In the past decade, Psilakis has become one of the Olympians of the New York culinary world.  His upscale midtown Manhattan restaurant, Anthos, is the only Michelin-star-rated Greek restaurant in America, while his recession-proof, crowd-pleasing Upper West Side taverna, Kefi, draws hordes hungry for his souvlaki, tzatziki, and grilled octopus.  His first cookbook reflects this breadth, ranging from the healthful, convivial, Cretan-inflected family-style cooking he learned from his mother while growing up in a Greek culture bubble on Long Island, to the complex, new Greek haute cuisine he has evolved from the classics for Anthos.  Despite its carnivorous title, How to Roast a Lamb offers plenty of vegetarian dishes along with meats and fish, but — sweets lovers be warned — no desserts.

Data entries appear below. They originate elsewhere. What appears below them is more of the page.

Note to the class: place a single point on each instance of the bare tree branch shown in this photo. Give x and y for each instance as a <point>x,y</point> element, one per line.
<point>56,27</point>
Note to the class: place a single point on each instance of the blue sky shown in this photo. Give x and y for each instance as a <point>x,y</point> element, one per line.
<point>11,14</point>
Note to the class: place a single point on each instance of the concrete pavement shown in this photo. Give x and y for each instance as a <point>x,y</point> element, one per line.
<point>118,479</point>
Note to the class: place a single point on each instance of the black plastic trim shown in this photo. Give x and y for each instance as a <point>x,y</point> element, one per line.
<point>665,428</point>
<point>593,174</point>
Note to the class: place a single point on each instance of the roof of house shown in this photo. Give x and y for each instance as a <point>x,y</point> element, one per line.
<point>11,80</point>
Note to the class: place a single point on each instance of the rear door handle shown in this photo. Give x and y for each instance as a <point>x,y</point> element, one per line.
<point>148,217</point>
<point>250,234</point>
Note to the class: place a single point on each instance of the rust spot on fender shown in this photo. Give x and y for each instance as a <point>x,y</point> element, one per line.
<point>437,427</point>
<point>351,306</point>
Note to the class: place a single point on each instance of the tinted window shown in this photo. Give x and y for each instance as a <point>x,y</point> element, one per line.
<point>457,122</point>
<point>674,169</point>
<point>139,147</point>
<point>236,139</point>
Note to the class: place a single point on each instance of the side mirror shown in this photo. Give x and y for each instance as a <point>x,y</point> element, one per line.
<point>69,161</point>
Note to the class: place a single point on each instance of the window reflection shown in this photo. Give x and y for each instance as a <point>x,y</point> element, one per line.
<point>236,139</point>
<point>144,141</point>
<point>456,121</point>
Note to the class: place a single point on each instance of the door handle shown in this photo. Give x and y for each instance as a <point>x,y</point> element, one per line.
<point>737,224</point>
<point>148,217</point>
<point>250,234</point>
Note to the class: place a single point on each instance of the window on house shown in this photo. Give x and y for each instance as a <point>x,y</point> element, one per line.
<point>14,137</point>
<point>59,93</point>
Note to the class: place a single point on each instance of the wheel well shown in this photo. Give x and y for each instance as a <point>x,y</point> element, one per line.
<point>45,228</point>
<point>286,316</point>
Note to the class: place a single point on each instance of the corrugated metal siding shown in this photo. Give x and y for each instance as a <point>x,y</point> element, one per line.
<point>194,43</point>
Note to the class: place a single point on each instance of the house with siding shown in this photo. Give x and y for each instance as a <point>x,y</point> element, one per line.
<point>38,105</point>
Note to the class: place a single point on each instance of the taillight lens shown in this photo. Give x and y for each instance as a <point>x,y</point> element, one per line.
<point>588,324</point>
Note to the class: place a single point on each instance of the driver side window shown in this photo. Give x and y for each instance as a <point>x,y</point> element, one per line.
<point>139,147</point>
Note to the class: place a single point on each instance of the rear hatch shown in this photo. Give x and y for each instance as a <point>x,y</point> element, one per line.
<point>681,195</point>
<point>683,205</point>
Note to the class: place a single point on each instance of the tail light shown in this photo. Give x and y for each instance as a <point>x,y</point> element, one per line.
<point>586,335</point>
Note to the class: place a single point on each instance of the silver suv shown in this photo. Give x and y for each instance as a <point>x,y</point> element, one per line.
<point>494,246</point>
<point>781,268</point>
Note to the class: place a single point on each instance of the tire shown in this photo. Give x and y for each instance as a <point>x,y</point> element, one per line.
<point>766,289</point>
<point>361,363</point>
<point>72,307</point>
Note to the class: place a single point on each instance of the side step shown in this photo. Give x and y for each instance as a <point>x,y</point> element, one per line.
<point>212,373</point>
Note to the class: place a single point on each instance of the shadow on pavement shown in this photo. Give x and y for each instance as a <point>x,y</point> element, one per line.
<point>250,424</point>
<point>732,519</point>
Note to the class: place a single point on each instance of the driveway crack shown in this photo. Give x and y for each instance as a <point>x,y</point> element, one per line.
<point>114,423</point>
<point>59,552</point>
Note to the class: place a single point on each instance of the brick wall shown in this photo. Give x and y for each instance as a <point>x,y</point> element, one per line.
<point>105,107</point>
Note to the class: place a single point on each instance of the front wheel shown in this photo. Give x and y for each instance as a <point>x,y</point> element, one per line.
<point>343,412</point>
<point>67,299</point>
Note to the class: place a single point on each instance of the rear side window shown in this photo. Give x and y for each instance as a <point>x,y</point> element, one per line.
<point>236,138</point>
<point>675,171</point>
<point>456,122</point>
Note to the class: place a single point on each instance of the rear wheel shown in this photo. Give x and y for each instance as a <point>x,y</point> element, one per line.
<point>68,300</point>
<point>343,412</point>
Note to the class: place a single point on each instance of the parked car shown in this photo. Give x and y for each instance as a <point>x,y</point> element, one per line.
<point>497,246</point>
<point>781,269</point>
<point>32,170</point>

Psilakis opens with down-to-earth, manageable recipes such as Artichokes and Potato or  Grilled Swordfish with Tomato-Braised Cauliflower, and builds to the more adventuresome, elaborate Anthos offerings. Poached Halibut with Cypriot Shellfish Salad, Cucumber-Yogurt Broth, and Caviar, for example, requires dozens of ingredients and multiple processes.  It’s fascinating to see what goes into these sophisticated compositions, though the Braised Quail with Fennel and Apricots is more my speed.  I only wish he’d included a recipe for his Duck Gyros with Golden Raisin Marmalade and Caramelized Onions.  Perhaps in his next book.